Tren Konsumsi Rumah Tangga 2024
Teuku memperkirakan, tren konsumsi rumah tangga akan meningkat pada tahun 2024. Pertumbuhan konsumsi didorong oleh Pemilu dan aktivitas-aktivitas lainnya seperti kampanye.
“Banyak aktivitas yang dilakukan yang mampu mendorong perputaran uang, yang diharapkan konsumsi akan lebih tinggi lagi, ditambah ini pemilu pertama dilakukan serentak di level nasional dan kabupaten serta kota dampak multiplier akan cukup besar untuk peningkatan,” ujarnya.

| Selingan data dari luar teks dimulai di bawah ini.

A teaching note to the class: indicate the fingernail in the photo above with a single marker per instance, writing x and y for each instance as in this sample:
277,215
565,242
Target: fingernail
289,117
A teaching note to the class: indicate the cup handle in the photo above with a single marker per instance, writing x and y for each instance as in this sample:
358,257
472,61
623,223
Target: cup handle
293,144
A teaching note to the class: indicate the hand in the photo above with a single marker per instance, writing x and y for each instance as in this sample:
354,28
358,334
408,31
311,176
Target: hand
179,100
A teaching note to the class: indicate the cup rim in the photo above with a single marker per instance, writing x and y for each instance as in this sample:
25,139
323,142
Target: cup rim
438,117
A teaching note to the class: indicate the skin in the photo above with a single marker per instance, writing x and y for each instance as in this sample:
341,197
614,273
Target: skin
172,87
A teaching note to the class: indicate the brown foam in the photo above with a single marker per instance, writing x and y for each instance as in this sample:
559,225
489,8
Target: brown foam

Sementara Yusuf memperkirakan, konsumsi rumah tangga akan relatif stabil namun cenderung melemah secara marginal. Efek pendapatan rumah tangga dari kenaikan harga komoditas pada 2022 dan awal tahun 2023 diperkirakan akan hilang pada tahun depan.
“Konsumsi barang-barang tahan lama yang mengandalkan kredit, seperti kendaraan dan properti, juga akan sedikit tertekan oleh dampak pengetatan moneter Bank Indonesia (BI) pada kuartal terakhir tahun ini,” ujarnya.
Selain itu, dampak insentif fiskal pemerintah dan peningkatan anggaran bantuan sosial akan sedikit menyumbang pertumbuhan konsumsi.
Sementara itu, Ekonom Center of Economic and Law Studies (CELIOS) Nailul Huda menilai bantuan sosial (bansos) dapat menjaga daya beli masyarakat, khususnya masyarakat kelas menengah ke bawah.
“Mereka sangat terhimpit dengan kenaikan harga barang secara umum, namun pendapatan tidak meningkat. Bansos menjadi penyelamat bagi mereka,” ujarnya.